Aujourd’hui, il y a dix fois moins de migrants qui se rendent en Europe qu’en 2015. Cela signifie que notre continent s’est organisé pour faire face. Des progrès ont été réalisés : renforcement des contrôles aux frontières extérieures, déploiement de 1 700 officiers du nouveau corps des gardes-frontières et des garde-côtes en soutien aux 100 000 agents nationaux des États membres, progression de l’interopérabilité des systèmes nationaux de gestion des frontières et des migrations, directive sur les armes, renforcement de la coopération avec les pays tiers, etc.
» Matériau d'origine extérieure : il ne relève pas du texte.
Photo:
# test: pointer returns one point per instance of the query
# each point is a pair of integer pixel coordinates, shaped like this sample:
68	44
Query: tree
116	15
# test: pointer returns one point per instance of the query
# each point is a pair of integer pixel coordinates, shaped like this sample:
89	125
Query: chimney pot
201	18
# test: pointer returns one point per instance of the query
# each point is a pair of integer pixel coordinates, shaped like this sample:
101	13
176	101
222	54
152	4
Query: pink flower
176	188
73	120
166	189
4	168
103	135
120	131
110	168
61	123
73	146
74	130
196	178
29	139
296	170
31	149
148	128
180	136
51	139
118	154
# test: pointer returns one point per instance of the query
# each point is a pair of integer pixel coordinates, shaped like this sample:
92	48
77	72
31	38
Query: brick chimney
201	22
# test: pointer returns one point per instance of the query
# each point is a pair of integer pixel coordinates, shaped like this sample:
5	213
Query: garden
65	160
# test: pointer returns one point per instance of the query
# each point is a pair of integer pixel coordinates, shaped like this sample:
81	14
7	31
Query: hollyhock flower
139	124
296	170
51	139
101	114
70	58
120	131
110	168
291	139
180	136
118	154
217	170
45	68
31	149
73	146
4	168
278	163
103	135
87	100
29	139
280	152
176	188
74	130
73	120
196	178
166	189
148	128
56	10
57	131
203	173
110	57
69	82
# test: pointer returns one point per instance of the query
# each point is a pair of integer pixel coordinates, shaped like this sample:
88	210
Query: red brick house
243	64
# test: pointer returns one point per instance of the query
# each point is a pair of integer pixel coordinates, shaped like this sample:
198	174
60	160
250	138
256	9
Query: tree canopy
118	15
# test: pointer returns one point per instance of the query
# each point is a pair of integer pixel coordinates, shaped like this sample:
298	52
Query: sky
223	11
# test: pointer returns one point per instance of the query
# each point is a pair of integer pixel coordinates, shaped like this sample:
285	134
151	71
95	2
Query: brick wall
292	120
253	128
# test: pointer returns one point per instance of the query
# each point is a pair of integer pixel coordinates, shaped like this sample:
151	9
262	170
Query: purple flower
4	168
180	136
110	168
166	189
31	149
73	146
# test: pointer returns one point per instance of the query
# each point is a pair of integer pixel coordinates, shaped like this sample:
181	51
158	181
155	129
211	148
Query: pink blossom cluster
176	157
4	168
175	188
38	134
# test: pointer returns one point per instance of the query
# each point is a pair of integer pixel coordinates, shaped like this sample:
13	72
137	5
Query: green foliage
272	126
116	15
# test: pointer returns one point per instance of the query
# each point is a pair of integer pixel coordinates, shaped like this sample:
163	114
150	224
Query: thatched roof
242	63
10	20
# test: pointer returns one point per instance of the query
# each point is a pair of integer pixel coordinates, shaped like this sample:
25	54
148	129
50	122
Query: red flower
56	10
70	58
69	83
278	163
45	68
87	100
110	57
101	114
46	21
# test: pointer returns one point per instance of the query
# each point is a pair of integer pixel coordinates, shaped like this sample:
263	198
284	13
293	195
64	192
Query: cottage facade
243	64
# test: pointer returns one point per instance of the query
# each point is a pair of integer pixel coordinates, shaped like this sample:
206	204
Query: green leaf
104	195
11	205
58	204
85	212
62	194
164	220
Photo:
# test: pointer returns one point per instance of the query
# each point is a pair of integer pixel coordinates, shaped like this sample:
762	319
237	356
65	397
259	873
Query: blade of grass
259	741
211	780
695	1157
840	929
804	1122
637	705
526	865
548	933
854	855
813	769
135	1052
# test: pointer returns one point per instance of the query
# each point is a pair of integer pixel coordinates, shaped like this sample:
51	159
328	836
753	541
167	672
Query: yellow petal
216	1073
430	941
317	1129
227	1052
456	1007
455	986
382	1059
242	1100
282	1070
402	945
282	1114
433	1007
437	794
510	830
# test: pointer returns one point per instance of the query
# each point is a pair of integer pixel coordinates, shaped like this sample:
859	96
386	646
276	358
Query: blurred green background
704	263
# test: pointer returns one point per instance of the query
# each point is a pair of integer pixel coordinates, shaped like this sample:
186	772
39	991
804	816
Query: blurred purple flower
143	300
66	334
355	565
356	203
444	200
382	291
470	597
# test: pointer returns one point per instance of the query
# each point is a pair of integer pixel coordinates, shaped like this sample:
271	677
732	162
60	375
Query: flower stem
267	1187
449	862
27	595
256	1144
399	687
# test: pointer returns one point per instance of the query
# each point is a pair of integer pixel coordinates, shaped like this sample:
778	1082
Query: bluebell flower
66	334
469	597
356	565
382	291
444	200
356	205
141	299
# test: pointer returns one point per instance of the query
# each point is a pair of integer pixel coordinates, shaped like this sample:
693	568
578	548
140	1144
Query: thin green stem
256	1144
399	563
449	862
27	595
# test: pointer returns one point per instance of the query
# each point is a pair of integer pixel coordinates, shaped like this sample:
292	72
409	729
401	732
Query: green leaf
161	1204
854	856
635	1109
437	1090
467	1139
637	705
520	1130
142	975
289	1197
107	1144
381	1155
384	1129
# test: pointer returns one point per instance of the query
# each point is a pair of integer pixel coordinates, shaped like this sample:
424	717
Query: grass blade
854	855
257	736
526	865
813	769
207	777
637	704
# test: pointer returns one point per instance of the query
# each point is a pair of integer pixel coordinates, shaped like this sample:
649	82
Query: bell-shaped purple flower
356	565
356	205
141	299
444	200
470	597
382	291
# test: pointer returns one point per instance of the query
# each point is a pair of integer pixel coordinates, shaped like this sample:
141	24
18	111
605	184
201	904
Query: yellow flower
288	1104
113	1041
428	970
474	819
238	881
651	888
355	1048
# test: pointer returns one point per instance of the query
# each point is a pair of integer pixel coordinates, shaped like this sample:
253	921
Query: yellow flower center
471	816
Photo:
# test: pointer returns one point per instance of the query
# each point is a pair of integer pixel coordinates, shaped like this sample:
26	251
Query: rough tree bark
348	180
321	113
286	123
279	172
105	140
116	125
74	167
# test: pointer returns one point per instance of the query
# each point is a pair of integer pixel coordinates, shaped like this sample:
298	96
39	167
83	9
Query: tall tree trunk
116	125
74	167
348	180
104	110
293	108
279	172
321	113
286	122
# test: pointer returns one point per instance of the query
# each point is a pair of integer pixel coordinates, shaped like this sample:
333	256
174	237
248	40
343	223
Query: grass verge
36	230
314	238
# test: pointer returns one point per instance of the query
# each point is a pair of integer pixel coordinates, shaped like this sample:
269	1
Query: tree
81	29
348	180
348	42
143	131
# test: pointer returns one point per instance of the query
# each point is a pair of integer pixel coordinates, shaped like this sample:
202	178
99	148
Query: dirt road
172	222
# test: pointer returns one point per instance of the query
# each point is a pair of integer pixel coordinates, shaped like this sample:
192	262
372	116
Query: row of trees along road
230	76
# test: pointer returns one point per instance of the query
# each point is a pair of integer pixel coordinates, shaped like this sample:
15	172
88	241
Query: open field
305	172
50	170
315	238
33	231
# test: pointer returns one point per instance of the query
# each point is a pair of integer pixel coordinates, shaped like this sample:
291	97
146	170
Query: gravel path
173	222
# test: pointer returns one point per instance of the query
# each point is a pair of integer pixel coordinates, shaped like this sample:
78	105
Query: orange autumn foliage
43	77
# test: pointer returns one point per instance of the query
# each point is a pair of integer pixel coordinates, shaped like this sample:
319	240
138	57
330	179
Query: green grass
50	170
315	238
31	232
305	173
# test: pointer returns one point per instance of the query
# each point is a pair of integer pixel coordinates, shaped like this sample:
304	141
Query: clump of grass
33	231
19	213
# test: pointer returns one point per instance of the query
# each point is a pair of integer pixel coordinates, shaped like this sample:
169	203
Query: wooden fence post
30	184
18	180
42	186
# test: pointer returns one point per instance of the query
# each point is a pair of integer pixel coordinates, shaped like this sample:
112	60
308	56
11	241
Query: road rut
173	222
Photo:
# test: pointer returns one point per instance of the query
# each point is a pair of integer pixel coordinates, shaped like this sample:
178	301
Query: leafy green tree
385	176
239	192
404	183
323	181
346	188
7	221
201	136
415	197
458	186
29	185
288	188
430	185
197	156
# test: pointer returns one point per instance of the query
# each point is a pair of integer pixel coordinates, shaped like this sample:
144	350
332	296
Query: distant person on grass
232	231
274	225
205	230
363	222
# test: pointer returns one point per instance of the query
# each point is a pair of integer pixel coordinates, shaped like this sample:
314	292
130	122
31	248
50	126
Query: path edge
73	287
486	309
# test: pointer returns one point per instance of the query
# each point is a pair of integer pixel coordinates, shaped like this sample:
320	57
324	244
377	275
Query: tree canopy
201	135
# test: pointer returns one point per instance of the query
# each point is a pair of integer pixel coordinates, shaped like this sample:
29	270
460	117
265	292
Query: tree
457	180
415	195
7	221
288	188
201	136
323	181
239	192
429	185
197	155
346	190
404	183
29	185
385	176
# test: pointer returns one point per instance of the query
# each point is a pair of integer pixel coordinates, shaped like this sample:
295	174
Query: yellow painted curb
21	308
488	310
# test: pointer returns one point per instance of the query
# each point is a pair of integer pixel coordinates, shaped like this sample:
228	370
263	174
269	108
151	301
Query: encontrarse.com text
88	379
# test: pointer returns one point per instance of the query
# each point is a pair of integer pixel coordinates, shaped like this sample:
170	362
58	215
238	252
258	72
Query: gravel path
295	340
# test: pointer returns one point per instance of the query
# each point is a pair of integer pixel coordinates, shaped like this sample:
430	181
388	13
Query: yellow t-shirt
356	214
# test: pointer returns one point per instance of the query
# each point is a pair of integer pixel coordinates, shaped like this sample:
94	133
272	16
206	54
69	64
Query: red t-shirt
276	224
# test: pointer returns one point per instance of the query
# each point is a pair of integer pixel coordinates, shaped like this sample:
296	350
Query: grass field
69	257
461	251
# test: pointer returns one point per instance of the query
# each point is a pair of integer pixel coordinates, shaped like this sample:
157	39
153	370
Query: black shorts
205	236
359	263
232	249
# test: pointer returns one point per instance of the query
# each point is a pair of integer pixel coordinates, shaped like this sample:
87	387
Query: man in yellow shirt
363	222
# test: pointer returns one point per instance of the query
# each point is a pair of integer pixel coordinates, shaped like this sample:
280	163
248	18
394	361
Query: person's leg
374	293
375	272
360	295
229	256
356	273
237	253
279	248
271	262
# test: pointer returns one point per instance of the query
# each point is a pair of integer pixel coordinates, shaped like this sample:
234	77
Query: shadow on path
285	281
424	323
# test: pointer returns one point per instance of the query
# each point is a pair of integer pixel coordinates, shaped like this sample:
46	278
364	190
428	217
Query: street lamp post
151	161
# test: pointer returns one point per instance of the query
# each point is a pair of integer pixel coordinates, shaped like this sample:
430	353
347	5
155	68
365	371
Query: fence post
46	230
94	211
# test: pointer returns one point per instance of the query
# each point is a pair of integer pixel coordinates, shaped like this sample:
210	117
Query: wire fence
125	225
Il faut aussi reconnaître que l’accord migratoire de mars 2016 avec la Turquie a produit des effets indéniables. La Commission européenne a en outre proposé une augmentation importante des effectifs du budget de FRONTEX après 2010.

Ces progrès sont substantiels, mais les difficultés sont loin d’être résolues. Plusieurs États membres ont rétabli des contrôles aux frontières intérieures de l’espace Schengen afin d’empêcher l’entrée de migrants arrivés par l’Italie ou la Grèce. C’est aussi ce qu’a fait la France, à la frontière italienne. Notre pays est en effet exposé, via les mouvements secondaires, aux flux migratoires venant de Libye et transitant par l’Italie.

Cette fermeture des frontières et les arrivées incessantes sur ses côtes ont fait peser sur l’Italie, par ailleurs confrontée au mécontentement croissant de sa population, une charge écrasante. Chacun sait comment ce mécontentement s’est exprimé dans les urnes.

En trois ans, l’exception hongroise s’est propagée à toute l’Europe centrale : Varsovie, Prague, Bratislava ont rejoint Budapest et se dirigent vers une renationalisation de la politique migratoire. Aujourd’hui, ce mouvement gagne la partie occidentale de l’Europe. L’Autriche, et maintenant l’Italie, ont basculé. Quelque 500 000 migrants sont toujours présents en Italie. Quant à l’Autriche, elle détient le record d’Europe du taux d’immigrés par habitant, des immigrés auxquels elle applique une politique d’intégration coûteuse pour les contribuables.

Mes chers collègues, chacun sait que les problèmes de fond se situent dans les pays sources. C’est donc un traitement en profondeur du problème qu’il faut mettre en place, incluant une coopération avec les pays d’origine et de transit, ainsi qu’une aide au développement plus efficace. Mme Merkel parlait même d’un plan Marshall pour l’Afrique.

Notre commission, qui a récemment travaillé sur la Libye, connaît bien la situation de ce pays devenu une voie de transit vers l’Europe pour les travailleurs migrants d’Afrique de l’Ouest et les réfugiés en provenance de la Corne de l’Afrique.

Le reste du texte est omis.